Don’s wife, Freya, can’t quite decide whether not liking someone anymore is enough reason to end a twenty-year marriage. So she decamps to a mud yurt in the woods to mull it over. Their seventeen-year-old daughter, Kate, enrolls in school for the first time in her life: the exotic new world of fellow teenagers and surprisingly tasty cafeteria food beckons, and she is quickly lured into the arms of a “meathead” classmate. In his sister’s absence, eleven-year-old Albert falls under the spell of an outlandish new visitor to the community who fills his head with strange notions of the impending end of the world.

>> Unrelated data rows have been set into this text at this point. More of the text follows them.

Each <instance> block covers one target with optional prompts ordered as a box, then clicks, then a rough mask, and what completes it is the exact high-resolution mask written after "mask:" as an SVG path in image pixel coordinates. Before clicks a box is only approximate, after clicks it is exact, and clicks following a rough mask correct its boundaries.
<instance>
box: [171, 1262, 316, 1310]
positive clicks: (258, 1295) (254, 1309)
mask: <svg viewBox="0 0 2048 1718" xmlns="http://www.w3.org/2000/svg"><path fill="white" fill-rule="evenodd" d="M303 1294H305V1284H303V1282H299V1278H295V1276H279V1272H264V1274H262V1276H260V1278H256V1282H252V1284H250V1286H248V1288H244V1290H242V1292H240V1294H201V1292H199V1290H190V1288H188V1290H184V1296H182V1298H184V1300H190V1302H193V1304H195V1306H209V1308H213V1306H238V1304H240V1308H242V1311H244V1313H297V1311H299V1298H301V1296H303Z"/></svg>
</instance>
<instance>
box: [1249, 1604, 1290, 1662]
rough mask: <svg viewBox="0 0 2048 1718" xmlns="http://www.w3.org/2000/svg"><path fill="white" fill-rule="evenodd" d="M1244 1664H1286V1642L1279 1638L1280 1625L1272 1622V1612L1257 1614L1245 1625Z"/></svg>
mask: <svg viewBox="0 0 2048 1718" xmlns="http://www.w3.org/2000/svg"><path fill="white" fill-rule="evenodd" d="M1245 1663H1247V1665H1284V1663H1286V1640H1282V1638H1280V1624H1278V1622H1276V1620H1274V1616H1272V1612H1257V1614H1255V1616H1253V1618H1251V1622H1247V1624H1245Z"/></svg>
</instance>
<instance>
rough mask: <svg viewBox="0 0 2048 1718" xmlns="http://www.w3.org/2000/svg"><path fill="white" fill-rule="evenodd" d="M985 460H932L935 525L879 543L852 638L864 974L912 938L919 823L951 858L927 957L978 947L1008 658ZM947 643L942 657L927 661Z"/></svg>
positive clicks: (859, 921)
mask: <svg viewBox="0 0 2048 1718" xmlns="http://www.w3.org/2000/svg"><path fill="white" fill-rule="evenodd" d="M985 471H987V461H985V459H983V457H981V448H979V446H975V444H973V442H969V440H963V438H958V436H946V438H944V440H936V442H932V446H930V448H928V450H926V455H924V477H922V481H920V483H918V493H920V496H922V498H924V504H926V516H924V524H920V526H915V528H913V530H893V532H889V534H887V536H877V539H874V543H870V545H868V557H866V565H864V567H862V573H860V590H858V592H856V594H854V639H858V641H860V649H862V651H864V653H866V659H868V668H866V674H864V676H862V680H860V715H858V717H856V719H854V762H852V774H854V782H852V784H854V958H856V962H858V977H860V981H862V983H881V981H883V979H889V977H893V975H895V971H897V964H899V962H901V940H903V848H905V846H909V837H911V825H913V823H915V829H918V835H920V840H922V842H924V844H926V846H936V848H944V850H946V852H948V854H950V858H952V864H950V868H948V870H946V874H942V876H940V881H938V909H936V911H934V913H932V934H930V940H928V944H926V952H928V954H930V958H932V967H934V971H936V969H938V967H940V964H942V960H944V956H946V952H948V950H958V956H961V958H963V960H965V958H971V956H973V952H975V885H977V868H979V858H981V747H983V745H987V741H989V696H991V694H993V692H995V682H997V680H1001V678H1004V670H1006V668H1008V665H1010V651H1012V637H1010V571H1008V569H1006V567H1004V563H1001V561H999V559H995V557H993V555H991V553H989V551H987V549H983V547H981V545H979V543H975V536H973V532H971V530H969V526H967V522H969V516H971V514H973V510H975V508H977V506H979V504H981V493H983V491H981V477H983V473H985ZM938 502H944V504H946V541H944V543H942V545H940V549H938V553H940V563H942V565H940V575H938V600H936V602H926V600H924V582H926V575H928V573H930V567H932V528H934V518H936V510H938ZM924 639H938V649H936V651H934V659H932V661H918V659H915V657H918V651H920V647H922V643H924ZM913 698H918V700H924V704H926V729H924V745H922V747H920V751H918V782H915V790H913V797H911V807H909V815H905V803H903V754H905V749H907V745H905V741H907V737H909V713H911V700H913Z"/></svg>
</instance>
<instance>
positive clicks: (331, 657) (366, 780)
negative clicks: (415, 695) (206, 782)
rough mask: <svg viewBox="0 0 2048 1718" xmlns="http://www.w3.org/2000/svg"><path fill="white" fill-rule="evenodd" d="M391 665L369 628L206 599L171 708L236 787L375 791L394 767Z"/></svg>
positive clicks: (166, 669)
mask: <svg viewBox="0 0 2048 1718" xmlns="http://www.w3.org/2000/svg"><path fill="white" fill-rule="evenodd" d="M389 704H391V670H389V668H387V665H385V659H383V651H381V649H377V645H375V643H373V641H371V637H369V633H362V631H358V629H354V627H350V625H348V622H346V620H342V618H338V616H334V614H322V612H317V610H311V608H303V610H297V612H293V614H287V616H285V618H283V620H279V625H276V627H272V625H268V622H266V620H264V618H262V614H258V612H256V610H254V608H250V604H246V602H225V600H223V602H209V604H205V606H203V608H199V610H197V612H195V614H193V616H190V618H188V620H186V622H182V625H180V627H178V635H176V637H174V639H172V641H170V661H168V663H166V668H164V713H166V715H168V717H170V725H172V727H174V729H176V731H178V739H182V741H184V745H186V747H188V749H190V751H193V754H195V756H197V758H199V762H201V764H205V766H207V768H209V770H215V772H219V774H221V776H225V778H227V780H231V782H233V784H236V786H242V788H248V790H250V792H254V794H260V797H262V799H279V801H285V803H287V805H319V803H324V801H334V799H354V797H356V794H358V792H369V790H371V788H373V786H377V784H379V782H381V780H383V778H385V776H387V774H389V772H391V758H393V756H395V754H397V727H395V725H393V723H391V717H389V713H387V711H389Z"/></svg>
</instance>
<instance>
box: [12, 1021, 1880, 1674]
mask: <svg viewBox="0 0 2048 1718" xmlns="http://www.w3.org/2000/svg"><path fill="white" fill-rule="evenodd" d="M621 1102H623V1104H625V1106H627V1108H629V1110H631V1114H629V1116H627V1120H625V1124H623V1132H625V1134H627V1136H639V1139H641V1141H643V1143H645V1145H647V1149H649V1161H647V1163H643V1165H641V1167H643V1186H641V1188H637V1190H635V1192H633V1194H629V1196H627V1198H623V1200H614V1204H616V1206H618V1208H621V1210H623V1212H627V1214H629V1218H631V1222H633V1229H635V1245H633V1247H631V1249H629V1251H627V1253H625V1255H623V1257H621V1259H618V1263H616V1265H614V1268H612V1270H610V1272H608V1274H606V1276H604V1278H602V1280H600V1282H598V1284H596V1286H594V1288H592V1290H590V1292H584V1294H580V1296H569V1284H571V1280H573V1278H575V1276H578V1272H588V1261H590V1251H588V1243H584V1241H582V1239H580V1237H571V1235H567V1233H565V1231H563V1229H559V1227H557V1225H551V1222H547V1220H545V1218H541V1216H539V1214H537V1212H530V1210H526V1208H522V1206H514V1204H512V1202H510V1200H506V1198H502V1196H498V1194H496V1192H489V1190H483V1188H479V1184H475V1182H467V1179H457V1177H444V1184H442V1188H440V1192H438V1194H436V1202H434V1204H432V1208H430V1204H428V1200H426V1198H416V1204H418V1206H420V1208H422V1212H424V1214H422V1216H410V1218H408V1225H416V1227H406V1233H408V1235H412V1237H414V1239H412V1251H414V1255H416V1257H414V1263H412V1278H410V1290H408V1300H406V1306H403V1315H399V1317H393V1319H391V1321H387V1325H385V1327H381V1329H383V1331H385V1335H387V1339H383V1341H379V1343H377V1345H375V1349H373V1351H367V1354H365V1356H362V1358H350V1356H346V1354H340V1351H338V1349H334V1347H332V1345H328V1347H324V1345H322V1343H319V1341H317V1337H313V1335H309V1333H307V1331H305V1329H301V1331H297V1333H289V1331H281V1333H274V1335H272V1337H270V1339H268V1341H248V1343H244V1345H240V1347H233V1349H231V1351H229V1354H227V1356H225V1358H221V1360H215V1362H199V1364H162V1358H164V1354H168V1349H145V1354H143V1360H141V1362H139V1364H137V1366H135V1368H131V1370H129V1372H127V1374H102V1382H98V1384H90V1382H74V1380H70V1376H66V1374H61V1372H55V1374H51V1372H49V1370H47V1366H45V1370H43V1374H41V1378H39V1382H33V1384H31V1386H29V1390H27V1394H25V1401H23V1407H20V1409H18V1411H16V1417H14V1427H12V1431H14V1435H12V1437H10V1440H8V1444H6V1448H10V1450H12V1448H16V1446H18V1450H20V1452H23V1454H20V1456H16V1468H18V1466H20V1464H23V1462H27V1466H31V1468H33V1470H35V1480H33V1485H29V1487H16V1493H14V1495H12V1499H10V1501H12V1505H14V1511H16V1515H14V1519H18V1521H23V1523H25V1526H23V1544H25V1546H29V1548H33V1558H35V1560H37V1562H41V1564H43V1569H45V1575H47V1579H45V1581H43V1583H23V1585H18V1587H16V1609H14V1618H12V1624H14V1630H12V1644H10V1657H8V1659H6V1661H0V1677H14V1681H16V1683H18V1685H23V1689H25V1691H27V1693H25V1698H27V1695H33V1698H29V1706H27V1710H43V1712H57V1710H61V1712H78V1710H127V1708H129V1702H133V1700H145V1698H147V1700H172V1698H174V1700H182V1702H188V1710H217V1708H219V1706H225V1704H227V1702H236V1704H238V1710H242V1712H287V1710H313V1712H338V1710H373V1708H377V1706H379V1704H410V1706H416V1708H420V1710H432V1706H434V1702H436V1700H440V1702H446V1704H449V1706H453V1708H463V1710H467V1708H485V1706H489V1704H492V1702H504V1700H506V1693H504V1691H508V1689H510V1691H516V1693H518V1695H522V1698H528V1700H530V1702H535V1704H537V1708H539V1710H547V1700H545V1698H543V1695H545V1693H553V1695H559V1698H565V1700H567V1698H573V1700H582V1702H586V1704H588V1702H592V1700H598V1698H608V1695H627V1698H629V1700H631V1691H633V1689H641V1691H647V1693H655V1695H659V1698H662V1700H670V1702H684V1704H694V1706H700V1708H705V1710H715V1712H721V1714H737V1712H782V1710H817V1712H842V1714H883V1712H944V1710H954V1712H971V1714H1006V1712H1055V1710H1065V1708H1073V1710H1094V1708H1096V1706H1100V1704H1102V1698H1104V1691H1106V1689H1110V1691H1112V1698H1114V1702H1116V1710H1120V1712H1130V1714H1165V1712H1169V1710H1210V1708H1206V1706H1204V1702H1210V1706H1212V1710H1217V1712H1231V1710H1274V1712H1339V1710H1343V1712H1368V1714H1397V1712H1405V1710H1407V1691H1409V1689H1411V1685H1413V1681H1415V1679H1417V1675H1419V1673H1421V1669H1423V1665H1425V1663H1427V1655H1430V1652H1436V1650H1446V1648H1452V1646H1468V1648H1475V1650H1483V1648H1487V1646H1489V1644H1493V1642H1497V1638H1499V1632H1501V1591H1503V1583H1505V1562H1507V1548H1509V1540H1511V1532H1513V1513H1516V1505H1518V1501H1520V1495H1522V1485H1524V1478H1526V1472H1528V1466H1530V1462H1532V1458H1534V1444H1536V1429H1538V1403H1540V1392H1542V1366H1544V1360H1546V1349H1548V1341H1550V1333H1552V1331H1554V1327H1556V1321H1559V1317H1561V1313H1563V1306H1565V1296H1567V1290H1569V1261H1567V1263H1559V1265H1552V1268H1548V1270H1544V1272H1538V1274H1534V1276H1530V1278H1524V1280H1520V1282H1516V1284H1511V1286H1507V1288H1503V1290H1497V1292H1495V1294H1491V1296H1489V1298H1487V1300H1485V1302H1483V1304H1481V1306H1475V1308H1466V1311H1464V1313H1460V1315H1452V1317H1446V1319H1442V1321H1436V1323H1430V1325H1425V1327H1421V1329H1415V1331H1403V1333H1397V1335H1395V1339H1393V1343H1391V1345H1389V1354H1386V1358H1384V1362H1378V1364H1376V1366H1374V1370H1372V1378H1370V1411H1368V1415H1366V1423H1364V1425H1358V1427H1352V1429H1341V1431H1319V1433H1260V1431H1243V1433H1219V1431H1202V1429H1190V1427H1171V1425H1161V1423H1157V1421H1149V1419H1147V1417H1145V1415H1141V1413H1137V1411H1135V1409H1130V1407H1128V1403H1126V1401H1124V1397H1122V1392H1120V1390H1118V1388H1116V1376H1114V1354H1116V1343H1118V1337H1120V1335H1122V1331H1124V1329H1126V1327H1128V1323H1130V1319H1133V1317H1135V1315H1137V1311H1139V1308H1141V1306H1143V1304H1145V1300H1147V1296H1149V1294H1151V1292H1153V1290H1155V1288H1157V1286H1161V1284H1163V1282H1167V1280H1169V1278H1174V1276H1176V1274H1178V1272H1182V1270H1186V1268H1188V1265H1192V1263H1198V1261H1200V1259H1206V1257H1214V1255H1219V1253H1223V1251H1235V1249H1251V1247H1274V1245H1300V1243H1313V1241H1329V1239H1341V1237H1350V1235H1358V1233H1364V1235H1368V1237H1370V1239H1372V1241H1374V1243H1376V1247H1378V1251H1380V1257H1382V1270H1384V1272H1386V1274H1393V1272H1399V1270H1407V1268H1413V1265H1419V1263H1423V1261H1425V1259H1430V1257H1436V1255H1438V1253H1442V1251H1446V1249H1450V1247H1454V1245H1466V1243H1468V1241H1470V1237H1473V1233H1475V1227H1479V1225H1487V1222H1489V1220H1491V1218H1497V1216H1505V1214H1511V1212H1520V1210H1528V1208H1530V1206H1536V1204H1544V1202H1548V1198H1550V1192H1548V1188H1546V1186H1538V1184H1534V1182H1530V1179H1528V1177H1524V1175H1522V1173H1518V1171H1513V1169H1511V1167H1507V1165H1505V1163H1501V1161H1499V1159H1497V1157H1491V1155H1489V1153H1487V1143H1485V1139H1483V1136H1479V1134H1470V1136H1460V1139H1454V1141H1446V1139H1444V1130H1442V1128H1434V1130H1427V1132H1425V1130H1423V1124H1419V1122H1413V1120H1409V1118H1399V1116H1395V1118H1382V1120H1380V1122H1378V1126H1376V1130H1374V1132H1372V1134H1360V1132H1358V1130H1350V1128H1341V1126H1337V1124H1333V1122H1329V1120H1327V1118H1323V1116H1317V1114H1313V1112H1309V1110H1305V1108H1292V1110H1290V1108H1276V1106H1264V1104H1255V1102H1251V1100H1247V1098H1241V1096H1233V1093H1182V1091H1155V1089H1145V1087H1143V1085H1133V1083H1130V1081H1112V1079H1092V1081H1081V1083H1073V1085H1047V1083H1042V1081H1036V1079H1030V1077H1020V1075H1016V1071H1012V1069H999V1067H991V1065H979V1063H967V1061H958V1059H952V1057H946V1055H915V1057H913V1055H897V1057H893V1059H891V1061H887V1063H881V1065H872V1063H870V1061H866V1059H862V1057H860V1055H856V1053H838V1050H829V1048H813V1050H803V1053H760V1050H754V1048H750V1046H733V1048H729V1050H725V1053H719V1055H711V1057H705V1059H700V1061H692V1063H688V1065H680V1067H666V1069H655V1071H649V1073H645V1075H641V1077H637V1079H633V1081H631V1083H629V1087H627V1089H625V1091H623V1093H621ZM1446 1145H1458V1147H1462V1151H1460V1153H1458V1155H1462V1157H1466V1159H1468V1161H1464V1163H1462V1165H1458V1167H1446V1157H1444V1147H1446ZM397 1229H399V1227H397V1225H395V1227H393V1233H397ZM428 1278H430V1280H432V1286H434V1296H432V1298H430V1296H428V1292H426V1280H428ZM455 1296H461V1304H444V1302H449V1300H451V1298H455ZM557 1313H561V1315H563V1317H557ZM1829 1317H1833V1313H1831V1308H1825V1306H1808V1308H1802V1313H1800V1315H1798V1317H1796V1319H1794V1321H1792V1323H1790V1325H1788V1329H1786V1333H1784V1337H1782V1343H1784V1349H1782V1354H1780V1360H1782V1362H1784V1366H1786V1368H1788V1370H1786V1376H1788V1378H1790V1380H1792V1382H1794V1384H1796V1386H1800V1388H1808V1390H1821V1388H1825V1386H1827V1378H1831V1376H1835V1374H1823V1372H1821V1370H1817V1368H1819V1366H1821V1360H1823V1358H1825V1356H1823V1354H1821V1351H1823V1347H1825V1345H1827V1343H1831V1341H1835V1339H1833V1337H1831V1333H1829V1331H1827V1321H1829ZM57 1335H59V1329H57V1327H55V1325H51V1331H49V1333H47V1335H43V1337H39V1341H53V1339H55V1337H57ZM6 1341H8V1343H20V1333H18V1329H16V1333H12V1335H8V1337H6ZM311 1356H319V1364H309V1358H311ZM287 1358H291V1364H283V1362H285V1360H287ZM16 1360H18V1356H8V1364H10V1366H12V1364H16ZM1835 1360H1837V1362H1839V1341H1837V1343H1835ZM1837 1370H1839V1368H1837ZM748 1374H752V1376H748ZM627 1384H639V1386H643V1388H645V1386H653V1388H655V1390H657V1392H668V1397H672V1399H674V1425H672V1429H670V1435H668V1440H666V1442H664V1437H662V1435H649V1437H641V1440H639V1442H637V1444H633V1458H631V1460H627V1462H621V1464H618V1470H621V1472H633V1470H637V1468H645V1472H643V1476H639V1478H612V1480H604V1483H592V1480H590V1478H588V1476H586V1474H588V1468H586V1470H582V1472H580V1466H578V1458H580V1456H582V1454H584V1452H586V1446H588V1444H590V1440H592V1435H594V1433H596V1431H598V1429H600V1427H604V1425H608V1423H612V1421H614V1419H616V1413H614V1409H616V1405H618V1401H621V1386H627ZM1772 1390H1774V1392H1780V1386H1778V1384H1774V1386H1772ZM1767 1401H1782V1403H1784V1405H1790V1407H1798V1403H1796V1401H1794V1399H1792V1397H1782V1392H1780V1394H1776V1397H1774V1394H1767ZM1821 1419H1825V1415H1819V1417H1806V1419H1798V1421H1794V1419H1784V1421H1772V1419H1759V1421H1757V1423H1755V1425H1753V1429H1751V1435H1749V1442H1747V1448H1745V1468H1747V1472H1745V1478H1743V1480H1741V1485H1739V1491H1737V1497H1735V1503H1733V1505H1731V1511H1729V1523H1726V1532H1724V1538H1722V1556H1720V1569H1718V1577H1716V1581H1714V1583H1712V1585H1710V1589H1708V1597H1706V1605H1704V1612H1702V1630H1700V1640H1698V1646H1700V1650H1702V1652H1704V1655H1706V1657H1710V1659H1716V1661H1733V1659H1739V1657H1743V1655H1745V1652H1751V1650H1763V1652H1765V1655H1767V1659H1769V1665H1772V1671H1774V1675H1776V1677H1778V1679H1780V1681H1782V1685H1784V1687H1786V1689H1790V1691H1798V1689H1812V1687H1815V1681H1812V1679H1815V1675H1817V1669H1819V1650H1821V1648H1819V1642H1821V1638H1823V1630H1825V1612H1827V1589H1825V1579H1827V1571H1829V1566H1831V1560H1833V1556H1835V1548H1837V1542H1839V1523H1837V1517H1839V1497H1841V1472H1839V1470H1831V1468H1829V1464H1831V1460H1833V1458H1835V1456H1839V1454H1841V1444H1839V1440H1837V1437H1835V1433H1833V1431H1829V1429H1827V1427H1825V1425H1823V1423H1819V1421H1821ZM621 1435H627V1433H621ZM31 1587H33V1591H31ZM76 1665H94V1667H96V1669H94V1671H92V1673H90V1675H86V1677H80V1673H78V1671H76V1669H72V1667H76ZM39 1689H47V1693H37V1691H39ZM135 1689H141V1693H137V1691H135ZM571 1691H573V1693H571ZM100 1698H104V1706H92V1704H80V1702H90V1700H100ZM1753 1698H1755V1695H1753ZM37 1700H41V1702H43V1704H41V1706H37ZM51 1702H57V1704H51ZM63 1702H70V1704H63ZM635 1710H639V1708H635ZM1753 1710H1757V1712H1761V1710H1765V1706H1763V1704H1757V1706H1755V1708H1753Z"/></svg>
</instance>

Faced with the task of rescuing his son from apocalyptic fantasies, his daughter from the clutches of suburbia, and his wife from her increasingly apparent desire to leave him, Don convinces himself that the only way to save the world he’s created is . . . to throw the biggest party of his life. Will anyone show up?
From the acclaimed young author of Submarine, Wild Abandon is a strange and wonderful look at love—familial and romantic, returned and rebuffed—and the people and places we choose to call home.
PUBLISHERS WEEKLY
In his semiamusing second novel, Dunthorne (Submarine) once again saddles children with problematic parents. Eleven-year-old Albert and 17-year-old Kate chafe under the attention of their father, Don, and mother, Freya, who have founded a self-sustaining commune called Blaen-y-Llyn in South Wales. Home-schooled Kate yearns to be normal and forces her parents to enroll her in the local school, while Albert, obsessed with end times, is actively planning for the apocalypse. Meanwhile, the shrinking community is falling apart; Freya is thinking about taking Albert and leaving Don; and Kate moves in with her boyfriend's middle-class family. As a last ditch attempt to hold everything together, Don throws a rave and invites the local townsfolk. Dunthorne proves himself an equal opportunity satirist of both neo-hippie and petit bourgeois pretensions: after suffering a nervous breakdown, commune cofounder Patrick has a difficult time readjusting to the outside world, and Kate's boyfriend's father seems to have an agenda for Kate. Dunthorne revels in all the indignities his back-to-the-land characters have to endure, even returning to the early '90s recession to dramatize the commune's founding. Yet the satire is disappointingly uneven, and the uniformly unpleasant characterizations leave a sour aftertaste.